CSC 213, Fall 2008 :
Schedule : Lab 12
Lab 12: Sensor Network
Goals: Learn about using RPCs by implementing a "push"-based
sensor network, like those used for stock quotes, environmental
monitoring, weather updates, sports scores, etc. You'll also gain
further practice with threads and synchronization.
Background reading:
Collaboration: You will complete this lab in pairs of your choosing.
Overview: You will implement a sensor network where a set of
independent "sources" each pushes its current value at a specified
period to a proxy server, which stores them. A "sink" may connect to
the proxy server and request a subscription to a subset of the
sources. The proxy will then push the sum of the subscribed source
values to the sink at a specified period. To ensure consistency, a
synchronization strategy must be employed in the proxy. Threads will
be needed to handle all the processing in the proxy.
Network Description
As indicated by the picture above, there are three main components
to this sensor network, sources, the proxy, and sinks. An arbitrary
number of sources should be able to register with the proxy and
begin sending updates of their values. This will be done with RPC
calls, where a source acts as a client and the proxy as the server.
A sink will make a subscription request to the proxy, sending its
hostname and a list of sources it would like to receive updates
from. The proxy will then make RPC calls to the sink, pushing updates.

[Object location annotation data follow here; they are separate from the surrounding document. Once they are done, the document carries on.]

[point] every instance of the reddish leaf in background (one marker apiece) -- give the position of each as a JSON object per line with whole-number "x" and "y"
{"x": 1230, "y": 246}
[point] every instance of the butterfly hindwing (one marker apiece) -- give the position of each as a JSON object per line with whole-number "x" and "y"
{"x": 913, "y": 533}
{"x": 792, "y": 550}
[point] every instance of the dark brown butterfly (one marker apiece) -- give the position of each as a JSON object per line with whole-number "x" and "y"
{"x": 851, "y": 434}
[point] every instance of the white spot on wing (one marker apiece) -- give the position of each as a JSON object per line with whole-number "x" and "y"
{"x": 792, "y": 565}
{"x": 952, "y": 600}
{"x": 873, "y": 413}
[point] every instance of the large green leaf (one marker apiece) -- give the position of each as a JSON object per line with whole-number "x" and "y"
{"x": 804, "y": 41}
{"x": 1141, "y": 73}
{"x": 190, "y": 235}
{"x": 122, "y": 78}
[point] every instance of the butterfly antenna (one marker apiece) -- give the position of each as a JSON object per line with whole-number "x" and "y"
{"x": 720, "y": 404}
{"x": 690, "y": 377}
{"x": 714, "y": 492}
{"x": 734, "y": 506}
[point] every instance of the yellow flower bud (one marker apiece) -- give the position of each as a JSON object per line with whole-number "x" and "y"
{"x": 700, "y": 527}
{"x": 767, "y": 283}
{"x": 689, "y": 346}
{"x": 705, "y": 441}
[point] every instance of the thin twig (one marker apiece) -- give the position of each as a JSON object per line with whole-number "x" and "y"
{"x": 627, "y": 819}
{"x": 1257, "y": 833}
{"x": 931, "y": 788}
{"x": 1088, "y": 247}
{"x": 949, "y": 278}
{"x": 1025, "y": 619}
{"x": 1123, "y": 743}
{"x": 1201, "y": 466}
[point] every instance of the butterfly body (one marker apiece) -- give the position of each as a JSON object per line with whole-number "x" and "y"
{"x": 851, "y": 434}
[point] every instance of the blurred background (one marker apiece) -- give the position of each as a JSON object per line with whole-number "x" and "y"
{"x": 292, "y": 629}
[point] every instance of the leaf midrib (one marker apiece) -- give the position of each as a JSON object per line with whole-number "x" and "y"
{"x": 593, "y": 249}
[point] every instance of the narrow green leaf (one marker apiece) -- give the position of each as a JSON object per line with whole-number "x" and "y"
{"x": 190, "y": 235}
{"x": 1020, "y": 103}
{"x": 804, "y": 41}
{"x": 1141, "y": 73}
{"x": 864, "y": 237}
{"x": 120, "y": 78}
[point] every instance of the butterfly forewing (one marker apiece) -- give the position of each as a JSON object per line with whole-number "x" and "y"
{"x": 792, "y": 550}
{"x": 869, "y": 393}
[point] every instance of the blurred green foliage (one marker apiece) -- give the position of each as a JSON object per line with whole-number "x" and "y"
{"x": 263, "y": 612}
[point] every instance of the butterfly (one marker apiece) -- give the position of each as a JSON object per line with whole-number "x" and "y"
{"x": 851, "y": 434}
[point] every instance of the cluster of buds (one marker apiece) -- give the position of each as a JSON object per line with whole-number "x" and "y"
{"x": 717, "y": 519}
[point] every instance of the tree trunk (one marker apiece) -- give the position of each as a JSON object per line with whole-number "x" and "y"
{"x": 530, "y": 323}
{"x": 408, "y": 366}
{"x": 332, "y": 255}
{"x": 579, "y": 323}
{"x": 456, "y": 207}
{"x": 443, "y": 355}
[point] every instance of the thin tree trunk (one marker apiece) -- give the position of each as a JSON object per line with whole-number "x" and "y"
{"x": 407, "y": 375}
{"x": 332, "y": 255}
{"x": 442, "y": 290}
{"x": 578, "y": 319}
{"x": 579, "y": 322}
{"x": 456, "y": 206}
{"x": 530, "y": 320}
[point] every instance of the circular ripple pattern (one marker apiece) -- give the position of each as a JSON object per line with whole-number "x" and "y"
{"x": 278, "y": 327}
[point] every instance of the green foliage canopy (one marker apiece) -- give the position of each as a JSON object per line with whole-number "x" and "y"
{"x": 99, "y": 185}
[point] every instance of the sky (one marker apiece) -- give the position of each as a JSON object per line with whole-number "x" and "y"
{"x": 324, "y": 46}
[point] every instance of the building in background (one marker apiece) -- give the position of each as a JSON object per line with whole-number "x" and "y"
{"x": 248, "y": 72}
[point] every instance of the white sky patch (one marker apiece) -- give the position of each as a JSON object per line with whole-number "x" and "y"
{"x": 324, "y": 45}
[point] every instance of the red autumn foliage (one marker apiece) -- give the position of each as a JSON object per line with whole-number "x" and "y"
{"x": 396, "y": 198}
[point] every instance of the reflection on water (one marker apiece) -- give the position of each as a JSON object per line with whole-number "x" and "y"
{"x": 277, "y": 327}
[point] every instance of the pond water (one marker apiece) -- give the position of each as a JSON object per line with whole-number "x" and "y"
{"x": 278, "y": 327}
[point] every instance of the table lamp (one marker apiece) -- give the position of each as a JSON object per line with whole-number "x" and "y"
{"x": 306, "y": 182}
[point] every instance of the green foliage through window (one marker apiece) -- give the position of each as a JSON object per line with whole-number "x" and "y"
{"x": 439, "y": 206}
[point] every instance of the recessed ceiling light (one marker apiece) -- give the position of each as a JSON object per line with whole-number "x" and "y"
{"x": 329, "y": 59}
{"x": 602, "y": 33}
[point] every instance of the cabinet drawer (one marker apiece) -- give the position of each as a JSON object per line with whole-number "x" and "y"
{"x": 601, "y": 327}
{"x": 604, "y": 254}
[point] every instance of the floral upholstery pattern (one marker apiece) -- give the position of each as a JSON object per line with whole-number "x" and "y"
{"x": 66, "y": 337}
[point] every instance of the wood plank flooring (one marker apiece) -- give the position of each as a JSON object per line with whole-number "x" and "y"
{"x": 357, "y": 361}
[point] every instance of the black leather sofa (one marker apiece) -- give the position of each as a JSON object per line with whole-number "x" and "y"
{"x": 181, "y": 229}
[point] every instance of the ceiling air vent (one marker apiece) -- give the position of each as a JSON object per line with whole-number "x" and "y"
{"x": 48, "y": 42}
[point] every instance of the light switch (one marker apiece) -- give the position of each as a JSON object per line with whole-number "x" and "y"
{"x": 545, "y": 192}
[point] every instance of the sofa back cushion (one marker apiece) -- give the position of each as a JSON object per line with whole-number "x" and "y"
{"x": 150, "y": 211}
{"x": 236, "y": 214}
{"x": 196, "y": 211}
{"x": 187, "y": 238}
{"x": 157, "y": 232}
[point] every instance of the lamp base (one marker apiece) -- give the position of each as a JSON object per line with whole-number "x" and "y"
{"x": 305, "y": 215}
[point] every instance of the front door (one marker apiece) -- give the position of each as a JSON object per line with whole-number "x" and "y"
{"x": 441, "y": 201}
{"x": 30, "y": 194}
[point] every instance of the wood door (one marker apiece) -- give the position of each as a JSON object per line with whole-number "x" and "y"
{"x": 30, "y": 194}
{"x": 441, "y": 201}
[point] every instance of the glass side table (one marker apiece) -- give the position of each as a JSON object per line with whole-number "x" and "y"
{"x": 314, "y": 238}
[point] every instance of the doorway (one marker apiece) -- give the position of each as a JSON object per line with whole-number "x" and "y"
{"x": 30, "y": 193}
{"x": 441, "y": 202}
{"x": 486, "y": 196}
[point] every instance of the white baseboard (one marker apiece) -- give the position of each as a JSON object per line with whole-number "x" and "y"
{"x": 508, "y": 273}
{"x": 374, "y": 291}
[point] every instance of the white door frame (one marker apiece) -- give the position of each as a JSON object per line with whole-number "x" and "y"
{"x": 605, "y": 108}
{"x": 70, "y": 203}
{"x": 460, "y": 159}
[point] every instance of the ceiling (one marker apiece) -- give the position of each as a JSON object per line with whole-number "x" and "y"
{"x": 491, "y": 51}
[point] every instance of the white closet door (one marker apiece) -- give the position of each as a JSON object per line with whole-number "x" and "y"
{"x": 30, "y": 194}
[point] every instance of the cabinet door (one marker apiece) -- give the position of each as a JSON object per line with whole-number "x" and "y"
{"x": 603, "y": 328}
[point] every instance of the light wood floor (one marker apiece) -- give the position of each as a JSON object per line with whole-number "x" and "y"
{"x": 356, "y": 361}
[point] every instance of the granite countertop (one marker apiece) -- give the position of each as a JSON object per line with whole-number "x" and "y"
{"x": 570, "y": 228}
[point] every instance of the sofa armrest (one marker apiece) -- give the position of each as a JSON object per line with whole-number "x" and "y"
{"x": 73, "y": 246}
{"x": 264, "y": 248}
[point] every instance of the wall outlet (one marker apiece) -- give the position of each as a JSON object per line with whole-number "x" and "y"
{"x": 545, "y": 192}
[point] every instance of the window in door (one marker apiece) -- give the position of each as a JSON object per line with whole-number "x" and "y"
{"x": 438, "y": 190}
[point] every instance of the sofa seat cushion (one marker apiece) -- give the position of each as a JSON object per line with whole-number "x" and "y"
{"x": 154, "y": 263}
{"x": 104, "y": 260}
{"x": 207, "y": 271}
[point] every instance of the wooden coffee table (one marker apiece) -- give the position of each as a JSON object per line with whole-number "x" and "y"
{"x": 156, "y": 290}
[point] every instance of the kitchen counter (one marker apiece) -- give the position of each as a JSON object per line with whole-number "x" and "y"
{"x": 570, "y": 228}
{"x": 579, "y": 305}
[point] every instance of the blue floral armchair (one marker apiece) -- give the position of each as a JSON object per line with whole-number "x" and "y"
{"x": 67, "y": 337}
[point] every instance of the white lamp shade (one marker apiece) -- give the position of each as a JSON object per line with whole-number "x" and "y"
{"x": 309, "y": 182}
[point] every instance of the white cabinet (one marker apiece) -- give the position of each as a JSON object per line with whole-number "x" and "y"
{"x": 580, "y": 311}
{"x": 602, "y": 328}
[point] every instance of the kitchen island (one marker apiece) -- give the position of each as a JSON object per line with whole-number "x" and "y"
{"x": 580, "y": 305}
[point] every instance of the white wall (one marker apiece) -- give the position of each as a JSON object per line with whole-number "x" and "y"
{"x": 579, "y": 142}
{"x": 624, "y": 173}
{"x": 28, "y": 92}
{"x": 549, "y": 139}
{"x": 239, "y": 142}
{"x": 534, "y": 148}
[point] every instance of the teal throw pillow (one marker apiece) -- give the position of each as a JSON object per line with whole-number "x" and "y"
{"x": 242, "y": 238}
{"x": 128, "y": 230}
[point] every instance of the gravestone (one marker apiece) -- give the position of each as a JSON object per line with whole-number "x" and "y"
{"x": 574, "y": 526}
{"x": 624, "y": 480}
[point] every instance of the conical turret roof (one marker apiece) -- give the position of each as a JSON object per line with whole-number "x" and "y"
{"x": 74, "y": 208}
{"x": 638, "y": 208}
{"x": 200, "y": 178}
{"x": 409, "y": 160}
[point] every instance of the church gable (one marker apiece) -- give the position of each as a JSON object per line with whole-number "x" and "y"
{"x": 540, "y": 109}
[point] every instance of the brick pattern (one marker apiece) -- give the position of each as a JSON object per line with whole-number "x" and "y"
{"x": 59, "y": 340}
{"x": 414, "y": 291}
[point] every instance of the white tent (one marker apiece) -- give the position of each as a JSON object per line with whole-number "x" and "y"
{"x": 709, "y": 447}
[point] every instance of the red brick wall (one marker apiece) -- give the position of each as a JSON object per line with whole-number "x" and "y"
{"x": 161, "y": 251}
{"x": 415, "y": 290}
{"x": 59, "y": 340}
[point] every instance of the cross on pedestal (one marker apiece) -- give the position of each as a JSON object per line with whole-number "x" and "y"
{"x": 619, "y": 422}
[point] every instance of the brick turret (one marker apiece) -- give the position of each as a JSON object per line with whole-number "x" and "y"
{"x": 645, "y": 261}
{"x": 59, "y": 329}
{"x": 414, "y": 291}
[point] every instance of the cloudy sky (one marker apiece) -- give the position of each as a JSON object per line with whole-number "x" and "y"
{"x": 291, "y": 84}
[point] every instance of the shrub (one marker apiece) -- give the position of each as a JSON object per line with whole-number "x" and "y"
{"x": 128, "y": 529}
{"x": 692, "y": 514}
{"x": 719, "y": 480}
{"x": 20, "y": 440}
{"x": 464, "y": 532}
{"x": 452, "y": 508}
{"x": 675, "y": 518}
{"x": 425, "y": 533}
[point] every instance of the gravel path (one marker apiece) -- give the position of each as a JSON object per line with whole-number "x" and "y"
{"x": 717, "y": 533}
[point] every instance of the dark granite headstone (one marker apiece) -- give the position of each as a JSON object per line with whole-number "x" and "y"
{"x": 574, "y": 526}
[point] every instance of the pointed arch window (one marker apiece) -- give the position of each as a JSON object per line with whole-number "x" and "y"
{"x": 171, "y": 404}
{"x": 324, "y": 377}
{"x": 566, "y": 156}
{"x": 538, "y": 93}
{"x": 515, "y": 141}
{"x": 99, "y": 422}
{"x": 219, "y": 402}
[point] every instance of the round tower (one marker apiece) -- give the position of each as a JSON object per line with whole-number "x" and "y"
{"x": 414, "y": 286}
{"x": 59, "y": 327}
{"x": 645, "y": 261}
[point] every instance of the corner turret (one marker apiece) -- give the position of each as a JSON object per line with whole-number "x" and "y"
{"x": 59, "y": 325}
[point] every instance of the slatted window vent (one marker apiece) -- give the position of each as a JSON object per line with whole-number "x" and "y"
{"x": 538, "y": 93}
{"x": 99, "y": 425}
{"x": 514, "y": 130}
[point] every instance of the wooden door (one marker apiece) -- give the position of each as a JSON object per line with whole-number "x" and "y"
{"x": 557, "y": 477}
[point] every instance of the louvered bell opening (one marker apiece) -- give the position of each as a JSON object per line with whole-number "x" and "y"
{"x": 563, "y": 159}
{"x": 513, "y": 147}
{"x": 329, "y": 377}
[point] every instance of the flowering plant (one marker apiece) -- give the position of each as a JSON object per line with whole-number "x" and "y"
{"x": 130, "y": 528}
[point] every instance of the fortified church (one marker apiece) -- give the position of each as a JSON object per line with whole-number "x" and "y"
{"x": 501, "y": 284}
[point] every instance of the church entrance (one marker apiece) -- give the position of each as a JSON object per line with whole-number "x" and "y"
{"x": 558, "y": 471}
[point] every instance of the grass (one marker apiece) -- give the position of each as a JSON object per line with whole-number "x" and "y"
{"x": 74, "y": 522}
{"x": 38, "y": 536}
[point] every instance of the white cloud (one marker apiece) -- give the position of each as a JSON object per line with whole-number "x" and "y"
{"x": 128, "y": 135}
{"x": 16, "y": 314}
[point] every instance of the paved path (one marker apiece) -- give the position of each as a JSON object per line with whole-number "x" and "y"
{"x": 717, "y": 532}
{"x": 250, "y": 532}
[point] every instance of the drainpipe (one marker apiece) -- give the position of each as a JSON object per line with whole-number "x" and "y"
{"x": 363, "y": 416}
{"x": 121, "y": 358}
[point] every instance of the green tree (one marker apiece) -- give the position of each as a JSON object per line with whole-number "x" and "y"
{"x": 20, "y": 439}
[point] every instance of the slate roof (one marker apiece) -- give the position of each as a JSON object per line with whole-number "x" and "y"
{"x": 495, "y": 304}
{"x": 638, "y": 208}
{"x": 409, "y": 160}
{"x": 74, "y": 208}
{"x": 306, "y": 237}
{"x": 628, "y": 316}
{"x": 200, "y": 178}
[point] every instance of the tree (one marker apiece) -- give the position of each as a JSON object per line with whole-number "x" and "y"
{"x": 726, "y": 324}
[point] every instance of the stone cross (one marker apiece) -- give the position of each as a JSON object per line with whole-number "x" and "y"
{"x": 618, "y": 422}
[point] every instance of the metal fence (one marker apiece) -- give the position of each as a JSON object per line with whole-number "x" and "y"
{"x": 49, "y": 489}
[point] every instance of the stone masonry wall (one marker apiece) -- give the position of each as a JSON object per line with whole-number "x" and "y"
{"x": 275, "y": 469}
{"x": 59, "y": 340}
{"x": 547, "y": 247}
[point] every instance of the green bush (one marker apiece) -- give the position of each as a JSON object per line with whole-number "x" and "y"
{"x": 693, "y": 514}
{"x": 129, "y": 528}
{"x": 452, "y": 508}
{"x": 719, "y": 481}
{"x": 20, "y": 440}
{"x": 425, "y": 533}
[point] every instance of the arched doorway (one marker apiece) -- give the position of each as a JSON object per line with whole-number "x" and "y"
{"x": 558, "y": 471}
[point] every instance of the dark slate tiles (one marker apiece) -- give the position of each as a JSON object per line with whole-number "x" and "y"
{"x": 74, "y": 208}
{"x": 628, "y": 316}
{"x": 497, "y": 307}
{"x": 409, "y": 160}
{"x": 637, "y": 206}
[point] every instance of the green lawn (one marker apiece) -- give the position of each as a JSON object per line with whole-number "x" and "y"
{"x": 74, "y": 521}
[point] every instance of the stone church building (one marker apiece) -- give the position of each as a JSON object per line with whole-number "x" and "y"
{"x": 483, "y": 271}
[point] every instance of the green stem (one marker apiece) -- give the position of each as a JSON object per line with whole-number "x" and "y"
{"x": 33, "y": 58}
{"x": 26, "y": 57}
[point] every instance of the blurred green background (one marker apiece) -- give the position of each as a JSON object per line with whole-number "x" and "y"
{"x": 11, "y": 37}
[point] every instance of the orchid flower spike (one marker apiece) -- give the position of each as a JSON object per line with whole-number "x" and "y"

In our network, the proxy's update to the sink is the synchronized
sum of the values of the sources in a sink's subscription. This
means that, while calculating the sum, none of the already-added
values should change until the total sum has been calculated. This
is a consistency requirement that ensures the sum represents a total
of values actually held at some moment in time--even if this comes
at the expense of making updates wait.
The proxy should accept updates from sources in parallel and process
the update asynchronously. This means that when a proxy receives an
update, it should spawn a new thread for the update and immediately
return (from the RPC call) to the source. Within this thread, the
proxy stores the new value in a synchronized fashion, so as not to
disrupt any sum being calculated for a sink's subscription. (Be sure
to distinguish the semantics of an asynchronous function return, and
the synchronous, i.e., mutexed, modification of the sensor value in
the proxy.
The proxy should also process sink subscriptions in parallel. Thus,
when a sink requests a subscription, the proxy should spawn a new
thread to handle the periodic sum and push.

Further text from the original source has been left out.